Other problem eventually encounters is
cniVersion problem, flannel refused to start up in container because the version in configuration file generated by default is 0.2.0, after changed it to 0.4.0 in
/etc/cni/net.d/10-flannel.conflist, also, change template in the yaml file to deploy flannel.
Check the network use
ip a command, example output:
The cni0 and flannel.1 needs to be in one subnet in order to function, cni0 should be bring up by CRI-O and flannel, if this network is missing, try restart them and reset settings.
After the network as been set up in master node, worker node can join the cluster now, simply do the preparation work on every node and use the command provided by
kubeadm init append
--cri-socket argument to do the job, for example,
kubeadm join [your master node ip] --token [token] --discovery-token-ca-cert-hash sha256:[hash] --cri-socket="/var/run/crio/crio.sock"
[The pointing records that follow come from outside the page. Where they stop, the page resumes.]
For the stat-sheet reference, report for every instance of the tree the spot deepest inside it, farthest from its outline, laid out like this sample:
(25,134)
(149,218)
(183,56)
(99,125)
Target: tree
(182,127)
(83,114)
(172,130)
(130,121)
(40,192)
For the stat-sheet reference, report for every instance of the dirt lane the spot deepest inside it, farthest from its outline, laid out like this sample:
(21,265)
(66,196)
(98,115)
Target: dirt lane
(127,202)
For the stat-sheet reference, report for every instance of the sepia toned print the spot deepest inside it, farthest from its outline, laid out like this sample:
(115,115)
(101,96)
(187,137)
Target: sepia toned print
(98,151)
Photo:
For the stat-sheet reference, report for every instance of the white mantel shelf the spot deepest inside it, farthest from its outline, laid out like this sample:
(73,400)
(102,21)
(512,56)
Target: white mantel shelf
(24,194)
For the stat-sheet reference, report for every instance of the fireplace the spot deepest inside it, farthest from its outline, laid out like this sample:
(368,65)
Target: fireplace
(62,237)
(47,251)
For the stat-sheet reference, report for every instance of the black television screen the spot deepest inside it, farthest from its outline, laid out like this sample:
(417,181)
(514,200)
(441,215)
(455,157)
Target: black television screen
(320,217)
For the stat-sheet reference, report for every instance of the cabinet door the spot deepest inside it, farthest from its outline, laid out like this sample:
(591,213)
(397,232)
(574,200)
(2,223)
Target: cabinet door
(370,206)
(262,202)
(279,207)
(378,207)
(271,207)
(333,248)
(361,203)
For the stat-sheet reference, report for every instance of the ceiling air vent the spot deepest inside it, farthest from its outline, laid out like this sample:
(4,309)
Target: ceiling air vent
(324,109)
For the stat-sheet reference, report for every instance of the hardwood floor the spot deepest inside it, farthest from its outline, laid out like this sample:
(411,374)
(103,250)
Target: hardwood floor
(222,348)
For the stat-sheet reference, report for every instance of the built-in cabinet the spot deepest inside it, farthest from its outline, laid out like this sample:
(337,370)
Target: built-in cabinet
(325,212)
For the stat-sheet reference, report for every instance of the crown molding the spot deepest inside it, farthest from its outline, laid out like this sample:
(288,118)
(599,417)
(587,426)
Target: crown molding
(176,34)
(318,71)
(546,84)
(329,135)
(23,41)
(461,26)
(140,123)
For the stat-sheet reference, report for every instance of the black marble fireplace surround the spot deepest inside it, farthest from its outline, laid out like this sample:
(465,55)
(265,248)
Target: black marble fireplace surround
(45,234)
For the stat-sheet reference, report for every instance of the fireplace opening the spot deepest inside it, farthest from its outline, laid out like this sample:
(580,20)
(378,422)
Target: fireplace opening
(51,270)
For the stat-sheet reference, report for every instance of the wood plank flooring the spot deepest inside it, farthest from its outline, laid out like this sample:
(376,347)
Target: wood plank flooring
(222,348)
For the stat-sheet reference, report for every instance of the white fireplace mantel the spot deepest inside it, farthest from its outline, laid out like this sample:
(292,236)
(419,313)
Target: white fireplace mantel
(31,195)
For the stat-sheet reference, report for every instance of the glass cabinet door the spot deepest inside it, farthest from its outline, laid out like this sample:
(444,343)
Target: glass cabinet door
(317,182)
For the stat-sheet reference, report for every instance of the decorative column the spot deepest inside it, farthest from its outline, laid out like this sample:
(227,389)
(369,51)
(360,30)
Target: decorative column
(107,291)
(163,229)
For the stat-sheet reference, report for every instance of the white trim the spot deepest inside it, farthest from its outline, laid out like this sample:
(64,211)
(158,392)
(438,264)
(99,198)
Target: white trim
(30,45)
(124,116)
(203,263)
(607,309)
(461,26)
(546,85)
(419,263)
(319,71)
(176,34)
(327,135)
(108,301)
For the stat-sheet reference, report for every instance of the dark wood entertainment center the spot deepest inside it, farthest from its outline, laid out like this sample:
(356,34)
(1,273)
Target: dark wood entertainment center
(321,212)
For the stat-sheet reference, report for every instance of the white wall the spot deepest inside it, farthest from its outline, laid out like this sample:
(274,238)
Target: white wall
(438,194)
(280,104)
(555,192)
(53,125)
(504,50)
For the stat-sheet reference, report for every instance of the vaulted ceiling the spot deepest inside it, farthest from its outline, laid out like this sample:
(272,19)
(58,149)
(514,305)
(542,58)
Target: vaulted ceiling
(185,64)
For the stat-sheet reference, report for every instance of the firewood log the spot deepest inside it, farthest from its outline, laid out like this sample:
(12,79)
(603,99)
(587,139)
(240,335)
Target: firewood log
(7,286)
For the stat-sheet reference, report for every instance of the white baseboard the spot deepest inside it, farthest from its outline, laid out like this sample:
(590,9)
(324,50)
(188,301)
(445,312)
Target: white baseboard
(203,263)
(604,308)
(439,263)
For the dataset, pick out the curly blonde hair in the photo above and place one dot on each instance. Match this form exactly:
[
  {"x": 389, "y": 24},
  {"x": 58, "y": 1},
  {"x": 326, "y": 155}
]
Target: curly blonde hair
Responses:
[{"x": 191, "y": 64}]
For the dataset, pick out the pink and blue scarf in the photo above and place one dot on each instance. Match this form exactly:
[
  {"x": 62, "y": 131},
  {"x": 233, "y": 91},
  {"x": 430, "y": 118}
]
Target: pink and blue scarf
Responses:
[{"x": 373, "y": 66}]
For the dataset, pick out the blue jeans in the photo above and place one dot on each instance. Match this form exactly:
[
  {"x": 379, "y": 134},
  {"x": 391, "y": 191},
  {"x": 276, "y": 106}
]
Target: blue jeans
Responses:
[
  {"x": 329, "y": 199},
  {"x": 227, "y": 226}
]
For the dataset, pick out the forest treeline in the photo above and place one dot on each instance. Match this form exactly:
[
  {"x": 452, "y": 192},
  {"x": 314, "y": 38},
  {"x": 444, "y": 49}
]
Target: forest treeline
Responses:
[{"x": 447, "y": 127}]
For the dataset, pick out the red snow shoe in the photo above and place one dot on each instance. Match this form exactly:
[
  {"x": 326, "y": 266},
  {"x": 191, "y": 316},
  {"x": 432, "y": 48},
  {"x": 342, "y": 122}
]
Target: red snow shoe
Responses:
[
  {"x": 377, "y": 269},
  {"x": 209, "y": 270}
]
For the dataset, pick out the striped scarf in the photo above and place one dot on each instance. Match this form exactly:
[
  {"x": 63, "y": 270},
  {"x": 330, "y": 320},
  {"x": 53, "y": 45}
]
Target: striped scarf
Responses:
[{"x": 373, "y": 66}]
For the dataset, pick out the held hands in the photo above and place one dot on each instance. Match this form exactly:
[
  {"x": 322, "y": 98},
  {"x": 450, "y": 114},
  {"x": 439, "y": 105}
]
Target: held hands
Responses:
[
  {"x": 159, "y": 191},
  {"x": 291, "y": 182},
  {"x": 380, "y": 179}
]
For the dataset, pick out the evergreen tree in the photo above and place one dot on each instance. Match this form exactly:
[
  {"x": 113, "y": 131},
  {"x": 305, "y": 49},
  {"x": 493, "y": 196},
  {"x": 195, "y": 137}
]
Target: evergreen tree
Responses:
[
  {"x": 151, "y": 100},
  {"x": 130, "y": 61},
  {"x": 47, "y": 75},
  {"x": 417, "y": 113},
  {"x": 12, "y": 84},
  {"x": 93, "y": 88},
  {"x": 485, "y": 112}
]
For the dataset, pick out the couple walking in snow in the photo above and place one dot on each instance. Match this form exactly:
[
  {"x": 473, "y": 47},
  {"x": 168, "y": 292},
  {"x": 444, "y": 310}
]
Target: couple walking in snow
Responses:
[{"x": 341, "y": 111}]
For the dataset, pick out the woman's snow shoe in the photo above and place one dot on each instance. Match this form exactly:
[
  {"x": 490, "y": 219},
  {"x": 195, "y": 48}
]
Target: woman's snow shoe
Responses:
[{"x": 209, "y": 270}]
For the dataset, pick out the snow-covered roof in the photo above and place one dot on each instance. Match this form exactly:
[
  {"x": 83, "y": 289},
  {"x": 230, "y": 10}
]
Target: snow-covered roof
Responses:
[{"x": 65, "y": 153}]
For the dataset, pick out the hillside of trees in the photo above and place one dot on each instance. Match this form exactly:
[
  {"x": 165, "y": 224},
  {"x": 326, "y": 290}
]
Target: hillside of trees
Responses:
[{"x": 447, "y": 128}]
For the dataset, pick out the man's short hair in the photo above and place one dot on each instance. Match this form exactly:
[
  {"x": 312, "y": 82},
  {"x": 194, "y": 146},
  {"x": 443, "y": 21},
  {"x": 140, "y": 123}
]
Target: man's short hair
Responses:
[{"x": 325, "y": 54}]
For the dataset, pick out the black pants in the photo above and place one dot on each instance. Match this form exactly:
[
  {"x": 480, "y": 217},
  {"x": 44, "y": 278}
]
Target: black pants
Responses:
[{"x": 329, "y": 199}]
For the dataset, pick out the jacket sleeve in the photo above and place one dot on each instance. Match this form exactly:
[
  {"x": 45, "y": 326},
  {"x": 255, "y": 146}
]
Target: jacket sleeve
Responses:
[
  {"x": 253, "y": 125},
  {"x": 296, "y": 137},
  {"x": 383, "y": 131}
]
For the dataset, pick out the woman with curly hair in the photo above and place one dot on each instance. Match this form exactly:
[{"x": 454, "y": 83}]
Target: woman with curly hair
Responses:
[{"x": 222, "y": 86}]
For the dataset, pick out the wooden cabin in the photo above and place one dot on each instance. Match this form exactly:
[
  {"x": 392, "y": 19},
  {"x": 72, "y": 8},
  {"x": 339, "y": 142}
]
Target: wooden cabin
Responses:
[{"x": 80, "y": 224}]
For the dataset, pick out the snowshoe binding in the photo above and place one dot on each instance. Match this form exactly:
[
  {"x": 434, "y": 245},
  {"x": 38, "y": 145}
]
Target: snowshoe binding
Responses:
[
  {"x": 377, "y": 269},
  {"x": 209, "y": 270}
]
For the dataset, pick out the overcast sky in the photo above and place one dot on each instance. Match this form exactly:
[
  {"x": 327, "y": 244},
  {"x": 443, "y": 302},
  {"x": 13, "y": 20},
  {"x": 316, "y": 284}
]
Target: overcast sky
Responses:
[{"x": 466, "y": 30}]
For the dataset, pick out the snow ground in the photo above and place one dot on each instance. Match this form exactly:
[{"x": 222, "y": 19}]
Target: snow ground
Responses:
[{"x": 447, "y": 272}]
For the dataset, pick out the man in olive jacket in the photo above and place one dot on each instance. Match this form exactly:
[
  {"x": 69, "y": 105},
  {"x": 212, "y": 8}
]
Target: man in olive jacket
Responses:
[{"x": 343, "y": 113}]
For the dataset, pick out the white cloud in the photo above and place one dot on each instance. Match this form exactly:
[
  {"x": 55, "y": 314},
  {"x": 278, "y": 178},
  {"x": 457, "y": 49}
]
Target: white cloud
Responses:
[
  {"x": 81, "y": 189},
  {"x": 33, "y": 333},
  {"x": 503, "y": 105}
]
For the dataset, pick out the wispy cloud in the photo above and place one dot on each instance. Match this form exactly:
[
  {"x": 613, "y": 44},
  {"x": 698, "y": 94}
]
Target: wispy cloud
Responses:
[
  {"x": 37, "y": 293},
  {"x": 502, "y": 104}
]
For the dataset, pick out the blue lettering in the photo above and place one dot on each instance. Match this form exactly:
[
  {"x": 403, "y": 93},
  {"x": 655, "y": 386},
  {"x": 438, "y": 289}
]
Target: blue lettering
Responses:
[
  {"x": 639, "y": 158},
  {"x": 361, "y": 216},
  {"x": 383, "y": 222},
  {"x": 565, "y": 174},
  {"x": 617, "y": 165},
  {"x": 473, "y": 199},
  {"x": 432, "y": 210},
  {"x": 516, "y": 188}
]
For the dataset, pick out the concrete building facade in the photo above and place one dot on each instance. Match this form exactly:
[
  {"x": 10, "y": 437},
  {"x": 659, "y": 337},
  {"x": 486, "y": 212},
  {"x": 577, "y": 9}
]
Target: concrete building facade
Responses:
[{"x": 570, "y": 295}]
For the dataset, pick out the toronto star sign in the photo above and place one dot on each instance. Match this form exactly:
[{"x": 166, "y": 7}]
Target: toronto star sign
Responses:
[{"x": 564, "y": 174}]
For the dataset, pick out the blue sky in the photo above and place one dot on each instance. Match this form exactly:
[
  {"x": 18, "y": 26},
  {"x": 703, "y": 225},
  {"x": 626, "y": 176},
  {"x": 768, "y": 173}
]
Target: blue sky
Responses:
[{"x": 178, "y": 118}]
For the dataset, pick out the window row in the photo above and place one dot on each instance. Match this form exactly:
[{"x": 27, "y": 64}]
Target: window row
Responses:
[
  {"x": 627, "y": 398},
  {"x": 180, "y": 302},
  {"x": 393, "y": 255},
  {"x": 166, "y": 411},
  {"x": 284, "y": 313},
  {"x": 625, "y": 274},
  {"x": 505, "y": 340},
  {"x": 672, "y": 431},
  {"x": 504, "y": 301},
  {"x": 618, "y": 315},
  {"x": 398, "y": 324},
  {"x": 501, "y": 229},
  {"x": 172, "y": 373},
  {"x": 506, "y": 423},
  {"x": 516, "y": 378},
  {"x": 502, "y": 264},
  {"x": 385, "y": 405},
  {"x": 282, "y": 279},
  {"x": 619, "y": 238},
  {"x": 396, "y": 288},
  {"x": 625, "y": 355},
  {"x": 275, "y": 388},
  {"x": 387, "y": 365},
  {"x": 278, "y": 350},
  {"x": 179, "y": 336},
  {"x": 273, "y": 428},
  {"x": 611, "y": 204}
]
Remember to delete files under the
/etc/cni/net.d/ folder to get new config file applied, once joined the cluster, flannel and kube-proxy will be deployed to every node by default, if node is not marked ready, and there is network issue when using
kubectl describe node [node here] , try restart CRI-O and check the setting.
After the installation, start a testing to ensure every thing works is important, we could start two bash in different and do the manual test, but there is also tool to do that, named kuberang.
Refer to: https://github.com/apprenda/kuberang
Download the go binary here and run in your control plane, if everything is marked [OK] then the Bootstrapping of Kubernetes is done.
Since I have moved out the control plane from master node to host machine, the pod can't be accessed from here, it should be [OK] from master node.
Storage haven't been setting up and as well as the Ingress control. It will be noted another day.
And finally enjoy a day with a working Kubernetes cluster.